05-26-2020, 08:14 PM
(05-26-2020, 07:09 PM)danbrotherston Wrote:Thanks, this gave me more to read, and I think I understand the situation better now. However, blaming it on the PCs seems incorrect unless I have the timeline wrong here. It seems like Metrolinx initially pursued the freight bypass, which the Liberals approved. Further planning for it showed the costs were higher than initially thought, so they began to consider alternatives. And from what I could tell, it seemed like Metrolinx was the ones to recommend sharing the Halton subdivision as a better option, not the PCs overruling them.(05-26-2020, 06:29 PM)dtkvictim Wrote: Do you have a link for what the Conservatives have scrapped? Are you referring to track upgrades? My understanding was the the incremental changes required for AD2W GO were under way (track upgrades in the Guelph subdivision, electrification studies). All I see from googling is that they voted against passing a motion to commit to a timeline. But from the Metrolinx board meeting and town hall that I watched it seemed liked they had already approved the business case, and were completing it by doing more incremental changes to slowly increase service.

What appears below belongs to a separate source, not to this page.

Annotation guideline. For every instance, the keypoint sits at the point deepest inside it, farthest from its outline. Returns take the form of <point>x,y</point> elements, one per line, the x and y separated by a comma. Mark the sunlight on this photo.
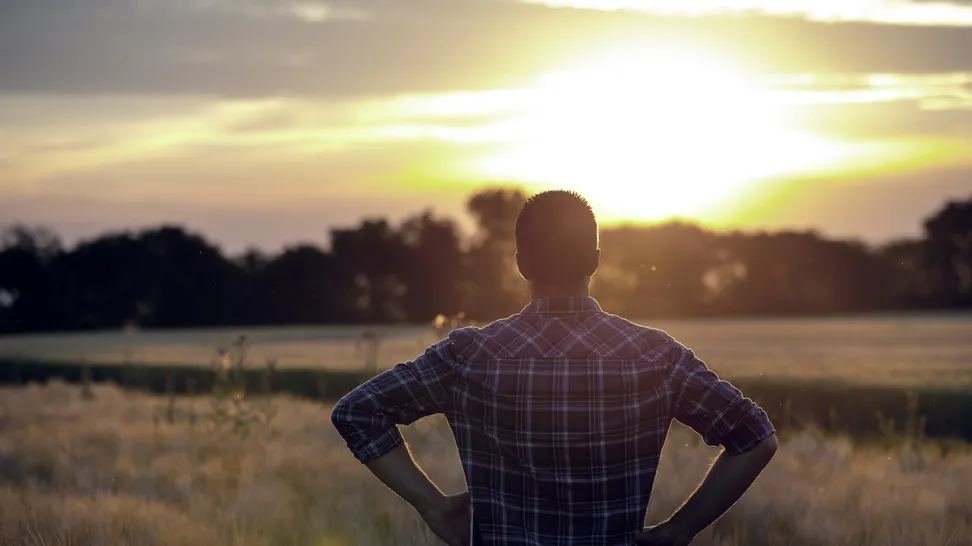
<point>648,135</point>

They cancelled the bypass. I don’t believe for a second they will succeed in convincing CN to give up their freight business on the corridor, and I don’t believe that the corridor can support reliable AD2W Go and freight, but Metrolinx is welcome to prove me wrong.
Although the dates I'm seeing on these articles and documents are all over the place, so I'm a bit confused since I wasn't following this in real-time.